In Field v. Century 21 Klowden-Forness Realty, 63 Cal.App.4th 18 (1998), the Court declared:

“Thus, depending on the circumstances, a broker’s fiduciary duty may be much broader than the duty to visually inspect and may include a duty to inspect public records or permits concerning title or use of the property.”  (Emphasis added).

In other words, the agent’s duty to their own client is substantially greater than the duty owed to a prospective buyer. Further, in a recent decision, the Court ruled that when the prospective buyer and the seller were represented by the same broker in a dual-agency relationship, the dual-agency broker owed a fiduciary duty to both the buyer and the seller.  Horiike v. Coldwell Banker (2014). In that case, the buyer and seller were each represented by a different salesperson who were working for the same broker – Coldwell Banker – and the Court made it clear that as a consequence, the broker’s fiduciary duty extended to each of the agents. Moreover, the Court pointed out that in these circumstances, the salespersons were considered employees of the same broker, even if they were considered to be “independent contractors” of the broker for tax purposes.

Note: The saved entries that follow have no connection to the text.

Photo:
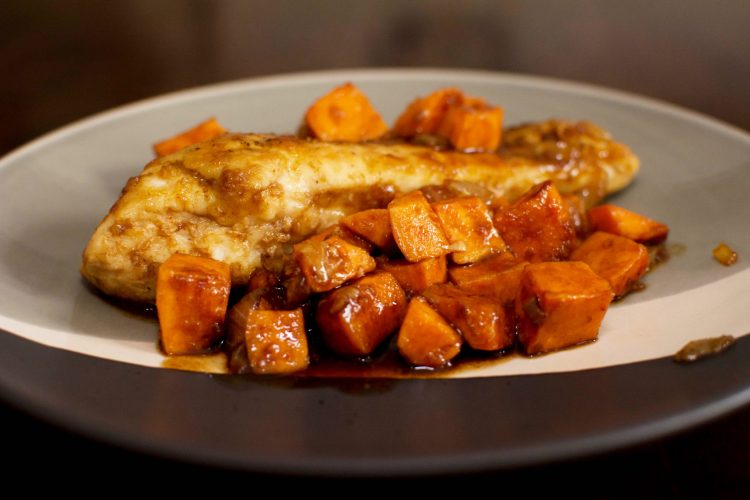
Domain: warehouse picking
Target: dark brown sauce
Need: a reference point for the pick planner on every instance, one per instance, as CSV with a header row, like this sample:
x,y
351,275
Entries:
x,y
703,348
206,363
132,307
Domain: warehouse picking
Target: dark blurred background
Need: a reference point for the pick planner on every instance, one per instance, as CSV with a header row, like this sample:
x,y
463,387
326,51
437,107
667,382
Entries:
x,y
64,60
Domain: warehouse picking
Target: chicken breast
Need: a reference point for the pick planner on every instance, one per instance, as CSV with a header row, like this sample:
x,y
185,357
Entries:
x,y
243,198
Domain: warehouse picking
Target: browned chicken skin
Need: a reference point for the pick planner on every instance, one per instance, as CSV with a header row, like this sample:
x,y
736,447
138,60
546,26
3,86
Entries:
x,y
243,198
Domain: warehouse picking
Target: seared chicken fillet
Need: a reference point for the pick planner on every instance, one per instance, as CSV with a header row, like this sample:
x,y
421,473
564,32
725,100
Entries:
x,y
243,198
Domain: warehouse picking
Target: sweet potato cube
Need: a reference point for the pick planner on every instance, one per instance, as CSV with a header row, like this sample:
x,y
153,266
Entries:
x,y
276,341
473,128
537,226
416,228
467,221
373,225
623,222
416,276
498,276
202,132
620,261
356,318
192,294
561,304
425,338
330,262
481,321
425,114
345,114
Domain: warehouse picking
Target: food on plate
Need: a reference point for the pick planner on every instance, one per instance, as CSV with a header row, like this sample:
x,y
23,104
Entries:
x,y
623,222
244,198
703,348
344,114
202,132
560,304
443,236
467,123
191,300
619,260
724,254
425,338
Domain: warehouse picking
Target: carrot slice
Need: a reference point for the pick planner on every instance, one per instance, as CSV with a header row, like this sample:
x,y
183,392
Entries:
x,y
424,115
192,294
202,132
345,114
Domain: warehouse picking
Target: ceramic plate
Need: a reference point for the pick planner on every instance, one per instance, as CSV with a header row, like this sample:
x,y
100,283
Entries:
x,y
92,367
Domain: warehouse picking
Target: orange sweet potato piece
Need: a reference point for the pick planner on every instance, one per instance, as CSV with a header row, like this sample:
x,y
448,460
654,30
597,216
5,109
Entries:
x,y
356,318
537,226
481,321
623,222
202,132
467,221
345,114
416,229
561,304
473,128
373,225
424,115
498,276
328,260
425,338
192,294
276,342
416,276
620,261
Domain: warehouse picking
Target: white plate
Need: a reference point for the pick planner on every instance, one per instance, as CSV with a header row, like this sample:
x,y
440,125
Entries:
x,y
53,192
694,177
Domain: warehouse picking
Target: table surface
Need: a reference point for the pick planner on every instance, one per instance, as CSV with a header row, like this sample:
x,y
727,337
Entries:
x,y
65,60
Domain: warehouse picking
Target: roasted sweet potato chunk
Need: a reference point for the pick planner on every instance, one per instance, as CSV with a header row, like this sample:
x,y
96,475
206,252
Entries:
x,y
202,132
498,276
473,127
276,341
416,276
560,304
373,225
481,321
425,338
468,222
329,261
620,261
425,114
192,294
345,114
356,318
623,222
537,226
416,228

Noting that there was a misunderstanding in the real estate industry, the Court went on to declare that the failure of a fiduciary to share material information with the principal – in this case the failure of the seller’s agent to disclose material information to the buyer – amounted to constructive fraud, which means that no intent needed to be established.

Whenever I ask a group of real estate agents whether they are required to check permits, most will respond “No.” After the decision in Horiike v. Coldwell Banker, I anticipate a lot of brokers will be providing some new training!